Crab Cakes with Dill & Capers


Ingredients:
1 shallot, minced
16 oz backfin blue crab meat
16 oz lump blue crab meat
2 eggs, beaten
2 thin slices sourdough bread, torn into small bits
2 tablespoons Dijon mustard
1 tablespoon mayonnaise
1/2 teaspoon freshly ground black pepper
1/4 teaspoon celery seed
2 tablespoons minced fresh dill
1 1/2 tablespoons nonpareil capers

Directions:
Place the crab meat in a large bowl. Whisk together the mustard, mayo, pepper and celery seed. Stir it into the crab without breaking up the lumps of crab meat. Add the remaining ingredients and gently mix in by hand. Cup handfuls of the crab mixture and mold into balls. Cook immediately or refrigerate until ready to cook, up to overnight. Heat about 1/2 inch of oil in a large skillet and fry the crab cakes until golden, flipping once. A large, shallow spoon makes flipping and removing crab cakes from the pan a breeze. Drain on paper towel lined plates before serving.

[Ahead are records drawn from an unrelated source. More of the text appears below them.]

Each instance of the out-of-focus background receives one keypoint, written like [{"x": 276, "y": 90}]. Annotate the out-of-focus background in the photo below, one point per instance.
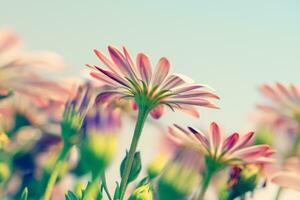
[{"x": 233, "y": 46}]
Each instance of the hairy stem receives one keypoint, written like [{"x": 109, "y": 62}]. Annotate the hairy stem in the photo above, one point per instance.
[
  {"x": 56, "y": 170},
  {"x": 142, "y": 115}
]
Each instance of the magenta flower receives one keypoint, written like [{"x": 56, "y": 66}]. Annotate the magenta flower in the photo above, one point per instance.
[
  {"x": 290, "y": 176},
  {"x": 233, "y": 149},
  {"x": 137, "y": 81},
  {"x": 17, "y": 72}
]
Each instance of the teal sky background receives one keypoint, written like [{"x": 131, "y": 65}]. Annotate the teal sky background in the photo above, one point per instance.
[{"x": 233, "y": 46}]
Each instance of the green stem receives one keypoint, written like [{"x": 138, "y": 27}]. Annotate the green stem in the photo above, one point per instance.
[
  {"x": 142, "y": 115},
  {"x": 278, "y": 194},
  {"x": 93, "y": 187},
  {"x": 104, "y": 185},
  {"x": 207, "y": 176},
  {"x": 57, "y": 168}
]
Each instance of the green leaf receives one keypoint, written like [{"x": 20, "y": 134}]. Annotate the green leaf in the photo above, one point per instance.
[
  {"x": 24, "y": 195},
  {"x": 135, "y": 168},
  {"x": 71, "y": 196}
]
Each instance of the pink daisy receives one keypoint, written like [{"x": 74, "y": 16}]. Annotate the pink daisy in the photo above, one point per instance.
[
  {"x": 234, "y": 149},
  {"x": 18, "y": 76},
  {"x": 152, "y": 89}
]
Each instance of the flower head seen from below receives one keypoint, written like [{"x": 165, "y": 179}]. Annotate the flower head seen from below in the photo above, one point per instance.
[
  {"x": 285, "y": 100},
  {"x": 234, "y": 149},
  {"x": 21, "y": 73},
  {"x": 74, "y": 114},
  {"x": 152, "y": 90},
  {"x": 289, "y": 177}
]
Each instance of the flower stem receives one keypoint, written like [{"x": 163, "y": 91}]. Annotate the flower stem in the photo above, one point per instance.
[
  {"x": 104, "y": 185},
  {"x": 93, "y": 187},
  {"x": 207, "y": 176},
  {"x": 142, "y": 115},
  {"x": 57, "y": 168}
]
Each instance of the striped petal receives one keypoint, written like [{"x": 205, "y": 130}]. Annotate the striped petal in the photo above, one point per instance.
[
  {"x": 230, "y": 141},
  {"x": 162, "y": 70},
  {"x": 144, "y": 67},
  {"x": 215, "y": 135},
  {"x": 157, "y": 111},
  {"x": 287, "y": 180}
]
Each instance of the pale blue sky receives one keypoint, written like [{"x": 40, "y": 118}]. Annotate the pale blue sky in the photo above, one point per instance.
[{"x": 232, "y": 46}]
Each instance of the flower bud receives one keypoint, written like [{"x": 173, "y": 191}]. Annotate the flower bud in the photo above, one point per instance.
[
  {"x": 264, "y": 135},
  {"x": 4, "y": 172},
  {"x": 74, "y": 113},
  {"x": 246, "y": 181},
  {"x": 157, "y": 165},
  {"x": 144, "y": 192},
  {"x": 177, "y": 182},
  {"x": 99, "y": 147}
]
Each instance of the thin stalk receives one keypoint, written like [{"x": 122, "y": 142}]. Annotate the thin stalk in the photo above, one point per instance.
[
  {"x": 278, "y": 193},
  {"x": 205, "y": 183},
  {"x": 57, "y": 168},
  {"x": 93, "y": 188},
  {"x": 104, "y": 185},
  {"x": 142, "y": 115}
]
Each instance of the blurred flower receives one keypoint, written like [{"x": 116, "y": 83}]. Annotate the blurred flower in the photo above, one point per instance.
[
  {"x": 157, "y": 165},
  {"x": 290, "y": 176},
  {"x": 74, "y": 114},
  {"x": 153, "y": 90},
  {"x": 4, "y": 140},
  {"x": 18, "y": 76},
  {"x": 101, "y": 125},
  {"x": 180, "y": 176},
  {"x": 228, "y": 151},
  {"x": 4, "y": 172},
  {"x": 285, "y": 98},
  {"x": 143, "y": 192},
  {"x": 243, "y": 179}
]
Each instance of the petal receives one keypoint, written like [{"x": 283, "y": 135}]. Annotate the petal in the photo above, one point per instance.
[
  {"x": 190, "y": 110},
  {"x": 157, "y": 111},
  {"x": 252, "y": 151},
  {"x": 201, "y": 137},
  {"x": 215, "y": 135},
  {"x": 162, "y": 70},
  {"x": 113, "y": 76},
  {"x": 230, "y": 141},
  {"x": 287, "y": 180},
  {"x": 106, "y": 61},
  {"x": 121, "y": 62},
  {"x": 144, "y": 67},
  {"x": 243, "y": 141}
]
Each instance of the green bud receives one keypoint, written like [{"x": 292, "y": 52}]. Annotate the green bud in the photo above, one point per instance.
[
  {"x": 177, "y": 182},
  {"x": 246, "y": 182},
  {"x": 144, "y": 192},
  {"x": 157, "y": 165},
  {"x": 98, "y": 150},
  {"x": 264, "y": 135},
  {"x": 135, "y": 168},
  {"x": 4, "y": 172}
]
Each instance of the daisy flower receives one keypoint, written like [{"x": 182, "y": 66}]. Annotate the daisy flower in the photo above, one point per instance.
[
  {"x": 17, "y": 74},
  {"x": 154, "y": 90},
  {"x": 285, "y": 99},
  {"x": 234, "y": 149}
]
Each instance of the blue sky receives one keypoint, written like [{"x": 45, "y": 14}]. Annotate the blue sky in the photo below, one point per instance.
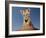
[{"x": 17, "y": 18}]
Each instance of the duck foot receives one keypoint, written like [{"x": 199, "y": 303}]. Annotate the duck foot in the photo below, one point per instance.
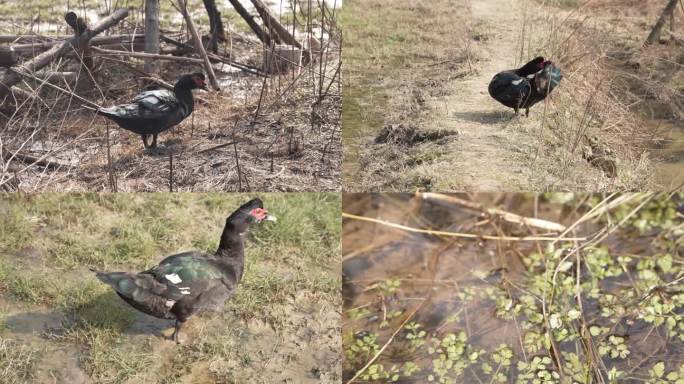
[{"x": 176, "y": 335}]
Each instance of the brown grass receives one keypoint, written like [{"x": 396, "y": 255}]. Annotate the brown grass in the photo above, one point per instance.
[{"x": 292, "y": 145}]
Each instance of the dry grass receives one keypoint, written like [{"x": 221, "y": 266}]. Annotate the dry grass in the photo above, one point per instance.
[
  {"x": 53, "y": 309},
  {"x": 397, "y": 54},
  {"x": 614, "y": 95},
  {"x": 292, "y": 145}
]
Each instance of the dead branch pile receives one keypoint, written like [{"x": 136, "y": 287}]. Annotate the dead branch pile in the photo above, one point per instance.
[{"x": 273, "y": 126}]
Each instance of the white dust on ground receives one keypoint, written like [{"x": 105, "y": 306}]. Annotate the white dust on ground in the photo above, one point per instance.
[{"x": 491, "y": 151}]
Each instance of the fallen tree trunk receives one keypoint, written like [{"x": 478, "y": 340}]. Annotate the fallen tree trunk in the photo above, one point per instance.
[
  {"x": 45, "y": 58},
  {"x": 658, "y": 27},
  {"x": 143, "y": 55},
  {"x": 261, "y": 34},
  {"x": 215, "y": 58},
  {"x": 41, "y": 43}
]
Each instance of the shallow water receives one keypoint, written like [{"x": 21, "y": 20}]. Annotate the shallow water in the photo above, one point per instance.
[
  {"x": 457, "y": 280},
  {"x": 669, "y": 166}
]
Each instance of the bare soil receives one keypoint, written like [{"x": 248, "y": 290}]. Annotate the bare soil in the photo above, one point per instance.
[
  {"x": 285, "y": 129},
  {"x": 575, "y": 140}
]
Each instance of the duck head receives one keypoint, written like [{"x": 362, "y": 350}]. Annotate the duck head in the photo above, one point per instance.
[
  {"x": 192, "y": 81},
  {"x": 252, "y": 212},
  {"x": 535, "y": 65}
]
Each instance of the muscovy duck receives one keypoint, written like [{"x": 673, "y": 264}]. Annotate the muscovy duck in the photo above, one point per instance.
[
  {"x": 156, "y": 111},
  {"x": 190, "y": 282},
  {"x": 525, "y": 86}
]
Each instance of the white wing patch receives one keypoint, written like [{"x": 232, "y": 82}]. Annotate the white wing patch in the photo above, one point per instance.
[{"x": 173, "y": 278}]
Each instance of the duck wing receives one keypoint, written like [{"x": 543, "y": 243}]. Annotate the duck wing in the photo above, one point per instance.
[
  {"x": 510, "y": 89},
  {"x": 144, "y": 292},
  {"x": 207, "y": 280},
  {"x": 151, "y": 106}
]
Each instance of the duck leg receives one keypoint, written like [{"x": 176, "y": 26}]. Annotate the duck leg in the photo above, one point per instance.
[
  {"x": 144, "y": 137},
  {"x": 174, "y": 336}
]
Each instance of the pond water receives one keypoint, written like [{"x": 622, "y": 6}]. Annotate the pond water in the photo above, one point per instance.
[
  {"x": 456, "y": 306},
  {"x": 669, "y": 154}
]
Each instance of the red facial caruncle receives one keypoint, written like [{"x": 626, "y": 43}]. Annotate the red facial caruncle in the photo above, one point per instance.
[{"x": 259, "y": 213}]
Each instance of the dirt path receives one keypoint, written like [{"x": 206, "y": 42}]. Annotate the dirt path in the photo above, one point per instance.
[{"x": 490, "y": 153}]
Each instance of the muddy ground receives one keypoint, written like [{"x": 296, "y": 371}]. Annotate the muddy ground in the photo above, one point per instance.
[
  {"x": 597, "y": 131},
  {"x": 59, "y": 324}
]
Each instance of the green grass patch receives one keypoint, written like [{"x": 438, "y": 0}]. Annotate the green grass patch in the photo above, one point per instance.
[{"x": 17, "y": 361}]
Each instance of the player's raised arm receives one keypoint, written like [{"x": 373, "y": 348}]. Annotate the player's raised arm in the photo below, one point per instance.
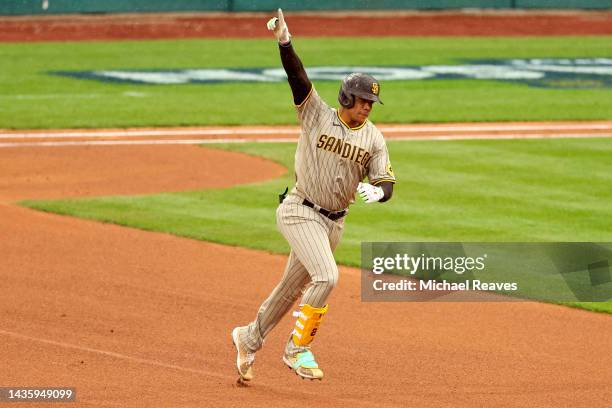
[{"x": 296, "y": 74}]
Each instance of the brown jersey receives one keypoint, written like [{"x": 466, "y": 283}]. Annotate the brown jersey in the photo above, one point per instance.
[{"x": 332, "y": 158}]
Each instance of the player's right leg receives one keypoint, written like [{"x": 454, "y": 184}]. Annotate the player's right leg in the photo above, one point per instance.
[
  {"x": 312, "y": 238},
  {"x": 248, "y": 339}
]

Tip: if your crab meat is very moist and you are having trouble forming your cakes, add a small sprinkle of bread or cracker crumbs.

Yield: 10-12 crab cakes

My thoughts:

I feel like a bad Baltimorean for making a crabcake that doesn’t involve the revered Old Bay. Is a crab cake made in Baltimore without Old Bay still a crab cake? Or is it an abomination best not spoken of? I’m happy to say that while it is not the crabcake I grew up with, it is still very, very good. Dill is always good with seafood and capers add that salty savory punch that Old Bay normally would. I kept the bread, which I liked but I switched up to sourdough. I know a lot of people like just using bread or cracker crumbs but I grew up using bread (it is common in homemade Baltimore crab cakes) and I like it. All in all, it is a bright, flavorful and rather complex crab cake. I like the leftovers cold the next day for lunch.